Older workers on age pension face brutal 77 per cent tax rate
The super and pension system is littered with unfair tax rules. Perhaps the biggest is penalising older Australians for working, especially as more of them start retiring with debt.
Alarmingly, sky-high tax rates are not rare. The report, carried out by the fintech group Retirement Essentials, reveals single pensioners earning between $20,000 and $70,000 in employment income routinely face effective marginal tax rates well over 50 per cent, with rates sometimes exceeding 77 per cent.
Put simply, older Australians are penalised for working later in life. That penalty comes in the form of a two-pronged squeeze: higher taxes on the one hand, and a reduced access to the age pension on the other.
Jeremy Duffield, a former managing director at Vanguard and director of Retirement Essentials, puts it this way: “The situation creates a powerful disincentive for older Australians to supplement their retirement income and contribute to the workforce”.
As Duffield explains, the issue has always been a black spot in the tax system, but in recent years, the problem has expanded far beyond earlier expectations as the economic fundamentals of older Australians change beyond recognition.
Twenty years ago, 70 per cent of women and half of all men between 60 and 64 had fully retired. The latest figures (which are already two years old) show the level of retirement activity has fallen to 41 per cent of men and 27 per cent of women.
There are two key factors behind this change.
The first is that there’s a growing number of Australians who want to keep working longer. This is heavily underpinned by changes in the number of women staying in the workforce for longer. The change is also linked with the lift in the pension age to 67. That change came about ahead of the curve because, according to the Australian Bureau of Statistics, the expected retirement age of Australian men only recently climbed to 67, and for women, it is now 65.3.
Second, there’s a growing portion of the population who must keep working for longer. This is a key cohort in the numbers and represents the people those punitive tax rates will pinch hardest. Many of these older Australians who need to work for longer are those who still have mortgages. Over the last two decades, the number of retirees who are renting has doubled. Retiring with a mortgage used to be rare, but today, half of all Australians who are retiring do so with substantial levels of household debt.

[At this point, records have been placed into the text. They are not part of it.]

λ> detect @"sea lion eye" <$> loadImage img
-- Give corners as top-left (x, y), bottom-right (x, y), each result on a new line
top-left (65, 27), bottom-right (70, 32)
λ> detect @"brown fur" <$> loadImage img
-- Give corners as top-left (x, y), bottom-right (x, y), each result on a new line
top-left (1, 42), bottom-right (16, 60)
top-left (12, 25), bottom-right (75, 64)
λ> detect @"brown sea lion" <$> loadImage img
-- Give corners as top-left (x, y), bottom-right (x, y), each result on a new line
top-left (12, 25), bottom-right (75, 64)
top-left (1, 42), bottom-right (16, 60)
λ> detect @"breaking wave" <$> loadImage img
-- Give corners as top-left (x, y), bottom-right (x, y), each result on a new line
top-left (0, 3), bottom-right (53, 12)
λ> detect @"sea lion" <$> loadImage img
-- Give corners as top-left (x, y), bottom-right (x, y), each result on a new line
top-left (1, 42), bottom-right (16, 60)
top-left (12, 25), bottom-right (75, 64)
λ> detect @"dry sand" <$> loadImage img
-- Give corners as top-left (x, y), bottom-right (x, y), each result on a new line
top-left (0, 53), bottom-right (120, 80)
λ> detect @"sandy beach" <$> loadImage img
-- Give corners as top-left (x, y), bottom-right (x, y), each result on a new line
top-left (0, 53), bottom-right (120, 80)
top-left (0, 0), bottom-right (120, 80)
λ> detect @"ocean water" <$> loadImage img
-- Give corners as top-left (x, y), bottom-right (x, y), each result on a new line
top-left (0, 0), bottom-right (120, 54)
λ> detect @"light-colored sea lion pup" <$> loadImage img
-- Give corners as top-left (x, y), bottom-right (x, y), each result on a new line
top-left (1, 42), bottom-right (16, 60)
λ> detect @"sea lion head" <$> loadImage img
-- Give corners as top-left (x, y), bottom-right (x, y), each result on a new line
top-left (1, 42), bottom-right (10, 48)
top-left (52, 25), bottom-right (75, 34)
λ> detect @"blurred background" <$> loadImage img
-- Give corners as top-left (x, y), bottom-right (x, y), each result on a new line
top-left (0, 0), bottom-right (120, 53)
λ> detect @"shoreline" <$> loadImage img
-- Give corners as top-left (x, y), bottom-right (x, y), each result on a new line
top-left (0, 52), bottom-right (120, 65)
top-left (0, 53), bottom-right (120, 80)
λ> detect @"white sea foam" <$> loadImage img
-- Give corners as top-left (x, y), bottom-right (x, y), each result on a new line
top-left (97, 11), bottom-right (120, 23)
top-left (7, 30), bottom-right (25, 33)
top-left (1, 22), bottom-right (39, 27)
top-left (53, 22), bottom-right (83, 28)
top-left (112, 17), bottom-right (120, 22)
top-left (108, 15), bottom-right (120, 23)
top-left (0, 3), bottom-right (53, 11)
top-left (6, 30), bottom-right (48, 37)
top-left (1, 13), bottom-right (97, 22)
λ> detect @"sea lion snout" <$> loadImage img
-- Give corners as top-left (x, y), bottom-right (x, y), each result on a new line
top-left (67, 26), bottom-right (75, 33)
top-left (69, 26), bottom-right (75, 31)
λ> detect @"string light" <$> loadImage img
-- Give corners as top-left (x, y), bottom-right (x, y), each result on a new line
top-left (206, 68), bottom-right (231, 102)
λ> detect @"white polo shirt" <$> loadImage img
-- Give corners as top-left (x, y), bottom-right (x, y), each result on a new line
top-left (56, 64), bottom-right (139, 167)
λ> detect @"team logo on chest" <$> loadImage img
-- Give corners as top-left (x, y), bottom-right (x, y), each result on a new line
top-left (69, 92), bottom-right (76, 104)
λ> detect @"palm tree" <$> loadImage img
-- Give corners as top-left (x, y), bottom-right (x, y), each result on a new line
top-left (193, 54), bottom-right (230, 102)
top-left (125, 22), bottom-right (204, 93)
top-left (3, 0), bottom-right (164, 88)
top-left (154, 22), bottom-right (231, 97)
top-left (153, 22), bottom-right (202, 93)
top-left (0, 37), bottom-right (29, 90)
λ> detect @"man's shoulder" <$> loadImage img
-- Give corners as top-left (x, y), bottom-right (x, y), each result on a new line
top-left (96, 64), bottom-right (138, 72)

But if older Australians within either of these two substantial groups wish to work for longer, why must they be hit with crazy-high tax rates?
An extra sting in the tail is that encountering this level of tax late in life will do very little to help people get anywhere close to that ‘super nirvana’ of the comfortable retirement as defined by the Association of Superannuation Funds of Australia. This calculation is wide open for debate, but AFSA estimates a comfortable retirement requires $75,000 per annum for a couple, or $53,000 for a single person. Only about one third of Australians retiring now can match this number. It’s a figure based on people owning their own home when they retire.
Back in 2023, an Actuaries Institute paper by Andrew Gale and Stephen Huppert argued the three pillars of retirement funding – the age pension, compulsory superannuation, and voluntary savings – should be expanded to better promote additional income sources retirees can draw on. This could include salaries and wages from part-time work, or accessing income from equity in the family home or other property if they can and wish to do so.
“Nobody else is paying these rates,” Duffield says.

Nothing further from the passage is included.